Ein Unternehmen benötigt für die Anschaffung einer neuen Produktionsanlage einen Kredit, da zur Bezahlung keine ausreichende Liquidität vorhanden ist. Nach Verhandlungen mit der Bank einigen sich die Parteien auf eine Kreditsumme in Höhe von 150.000 € mit 5 % Disagio. Folglich erhält das Unternehmen also nur einen Betrag in Höhe von 142.500 € ausgezahlt. Das Disagio in Höhe von 7.500 € behält die Bank ein und bewertet dieses als vorausbezahlten Zins. Die zurückzuzahlende Kreditsumme beträgt aber weiterhin 150.000 €.

Mittels Disagio werden bei Krediten vorab errechnete Zinsen direkt vom Nennwert abgezogen.
Mittels Disagio werden bei Krediten vorab errechnete Zinsen direkt vom Nennwert abgezogen.

Weiterhin wird der Begriff des Disagios im Bereich der Numismatik verwendet.
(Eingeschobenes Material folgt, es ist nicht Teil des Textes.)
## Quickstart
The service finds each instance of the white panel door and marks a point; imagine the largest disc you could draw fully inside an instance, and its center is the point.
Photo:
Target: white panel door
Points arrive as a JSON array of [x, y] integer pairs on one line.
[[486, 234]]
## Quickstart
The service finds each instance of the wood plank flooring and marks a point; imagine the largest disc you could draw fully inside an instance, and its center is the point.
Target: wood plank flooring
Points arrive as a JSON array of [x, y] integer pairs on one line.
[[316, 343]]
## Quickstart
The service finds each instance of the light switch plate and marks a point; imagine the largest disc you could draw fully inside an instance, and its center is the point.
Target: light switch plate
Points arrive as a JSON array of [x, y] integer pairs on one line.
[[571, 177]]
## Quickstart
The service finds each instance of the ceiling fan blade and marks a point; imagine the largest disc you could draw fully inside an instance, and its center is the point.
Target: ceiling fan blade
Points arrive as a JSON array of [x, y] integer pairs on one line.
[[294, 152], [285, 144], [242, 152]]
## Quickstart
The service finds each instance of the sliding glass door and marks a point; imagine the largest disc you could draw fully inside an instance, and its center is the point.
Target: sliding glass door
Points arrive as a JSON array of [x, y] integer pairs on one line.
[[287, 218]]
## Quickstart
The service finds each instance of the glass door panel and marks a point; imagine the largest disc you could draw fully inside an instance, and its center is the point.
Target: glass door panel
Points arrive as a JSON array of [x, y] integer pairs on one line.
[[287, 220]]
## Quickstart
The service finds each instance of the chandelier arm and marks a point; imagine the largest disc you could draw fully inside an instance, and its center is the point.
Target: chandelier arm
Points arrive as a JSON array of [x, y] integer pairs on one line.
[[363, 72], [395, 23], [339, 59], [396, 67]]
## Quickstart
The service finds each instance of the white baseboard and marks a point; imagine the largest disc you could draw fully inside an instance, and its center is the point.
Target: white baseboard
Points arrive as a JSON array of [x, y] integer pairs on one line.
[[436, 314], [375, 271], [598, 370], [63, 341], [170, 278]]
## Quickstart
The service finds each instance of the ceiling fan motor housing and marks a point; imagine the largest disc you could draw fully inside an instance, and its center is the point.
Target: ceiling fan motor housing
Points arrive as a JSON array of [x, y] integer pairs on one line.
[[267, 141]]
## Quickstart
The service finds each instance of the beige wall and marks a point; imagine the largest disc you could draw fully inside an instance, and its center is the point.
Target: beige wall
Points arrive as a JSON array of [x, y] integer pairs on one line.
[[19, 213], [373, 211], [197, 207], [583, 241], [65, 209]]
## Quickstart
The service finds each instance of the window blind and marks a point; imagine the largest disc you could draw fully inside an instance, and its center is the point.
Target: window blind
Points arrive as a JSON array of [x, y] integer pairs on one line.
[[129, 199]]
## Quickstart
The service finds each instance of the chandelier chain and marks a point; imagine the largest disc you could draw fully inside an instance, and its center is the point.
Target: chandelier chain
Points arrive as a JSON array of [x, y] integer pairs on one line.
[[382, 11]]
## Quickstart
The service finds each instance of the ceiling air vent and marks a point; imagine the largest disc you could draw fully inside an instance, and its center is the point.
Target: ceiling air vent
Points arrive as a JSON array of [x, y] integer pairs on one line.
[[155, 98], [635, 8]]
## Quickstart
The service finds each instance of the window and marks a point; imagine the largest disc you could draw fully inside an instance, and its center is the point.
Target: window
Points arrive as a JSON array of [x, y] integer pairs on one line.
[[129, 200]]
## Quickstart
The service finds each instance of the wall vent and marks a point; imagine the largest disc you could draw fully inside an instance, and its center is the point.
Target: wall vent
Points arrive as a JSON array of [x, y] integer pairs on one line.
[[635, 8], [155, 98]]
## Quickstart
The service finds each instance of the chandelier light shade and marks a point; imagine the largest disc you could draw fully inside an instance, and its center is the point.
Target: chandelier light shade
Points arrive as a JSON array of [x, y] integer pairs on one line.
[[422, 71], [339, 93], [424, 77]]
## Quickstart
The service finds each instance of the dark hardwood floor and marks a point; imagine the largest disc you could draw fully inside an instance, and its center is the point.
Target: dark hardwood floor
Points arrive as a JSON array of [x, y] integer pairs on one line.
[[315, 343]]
Ist etwa der Nennwert einer Münze verglichen mit ihrem Feingewicht (etwa bei Goldmünzen) zu hoch angegeben, so entspricht das Disagio dieser Differenz.

Unnützes Wissen

Ebenso wie Brutto und Netto verwechseln viele Menschen auch Agio und Disagio. Wird der Fehler nicht bemerkt, kann dies weitreichende Folgen haben. Unter Studenten ist daher der angebliche Inhalt einer mündlichen Prüfung weit verbreitet:

  • Der Professor fragt seinen Prüfling nach der Bedeutung des Agios. Diesem ist die Bedeutung nicht geläufig, weshalb der Professor verkündet, dass er durchgefallen sei.
  • Bestens mit der Prüfungsordnung vertraut entgegnet der Student, dass er Anspruch auf drei Prüfungsfragen hätte und das Ergebnis nicht akzeptiere.
  • Der Professor nimmt dies zur Kenntnis und fragt schließlich nach der Bedeutung des Disagios und zusätzlich noch nach dem Unterschied zwischen Agio und Disagio.

Ob sich diese Situation wirklich so abgespielt hat, ist nicht abschließend geklärt. Unternehmer können Sie jedoch gut als Eselsbrücke in Erinnerung behalten, um so die Bedeutung finanzwirtschaftlicher Begrifflichkeiten im Hinterkopf zu behalten.

Exkurs: Was bedeutet Agio?

Agio und Disagio sind wichtige Begriffe im Rechnungswesen.
Agio und Disagio sind wichtige Begriffe im Rechnungswesen.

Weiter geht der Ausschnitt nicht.